It wasn't enough to have a Hulu for television. We needed a Hulu for magazines. And now, a Hulu for music videos. It's called Vevo and it works the same way the other Hulu cousins work. Big time media companies -- Sony, Universal, EMI Music -- join hands to offer a "premium" ad-driven site that lets you create a playlist of high-quality music videos. So it's like Grooveshark, but with music videos, and all licensed music.
The site just launched, and some pages seem a little thin in content, but I think the idea is right on. In fact, I may or may not be streaming "Bad Romance" on the site while writing this right now. (Don't judge me.)
A few months ago, I wondered why Google wasn't making YouTube more like iTunes. In other words, why didn't YouTube make it easier to create playlists from its free high-quality videos? (As it turned out, YouTube does let users make playlists. It's just that most users go to YouTube to snack rather than prepare a 10-course meal of 3 minute vids.) But Vevo, which is powered by YouTube, is essentially just that. It's a good-looking, ad-supported site that makes a stab at soaking revenue from music videos, which are all too easily pirated and strewn across the Web.
We're seeing a trend. The wild west of the Internet threatens to turn paid content like television, magazine articles and music into commodities that we consumers consider inherently free. But they're not free to make. So big name publishers -- the NBCs and News Corps of TV; the Time, Incs and Condes of magazines; the Sonys and Universals of music -- are slowly realizing that the best way to reclaim their product, and their revenue stream, is to build an online hub of similar and searchable content that provides such a superior user experience that consumers are willing to wait through the ads, or even pay a small sum of money for the privilege.

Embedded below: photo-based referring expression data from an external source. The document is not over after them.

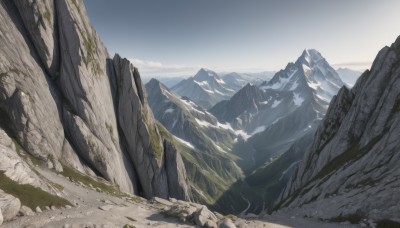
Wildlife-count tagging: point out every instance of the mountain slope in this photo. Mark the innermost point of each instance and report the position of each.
(206, 88)
(349, 76)
(207, 143)
(237, 81)
(351, 171)
(277, 119)
(69, 104)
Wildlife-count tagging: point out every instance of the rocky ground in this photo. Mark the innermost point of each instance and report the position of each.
(97, 209)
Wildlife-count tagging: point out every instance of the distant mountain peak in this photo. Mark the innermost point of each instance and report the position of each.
(310, 57)
(204, 74)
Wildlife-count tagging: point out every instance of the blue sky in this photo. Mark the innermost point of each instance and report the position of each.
(177, 37)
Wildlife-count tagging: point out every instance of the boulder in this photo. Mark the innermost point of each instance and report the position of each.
(106, 207)
(205, 218)
(9, 206)
(226, 223)
(26, 211)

For Hulu (now I mean the actual Hulu) the model seems to be working. TV watchers prefer to sit through short ads for a higher-quality experience. But magazine articles and music are different. For example, you can't watch a hi-def episode of The Office on YouTube. But you can read analysis of the president's job speech pretty much anywhere, and I can listen to "Bad Romance" on a lot of free sites. (And I do. Sigh.) Not all content wants a wall built around it, but I'm happy to see that publishers are getting their hands dirty and starting the build something.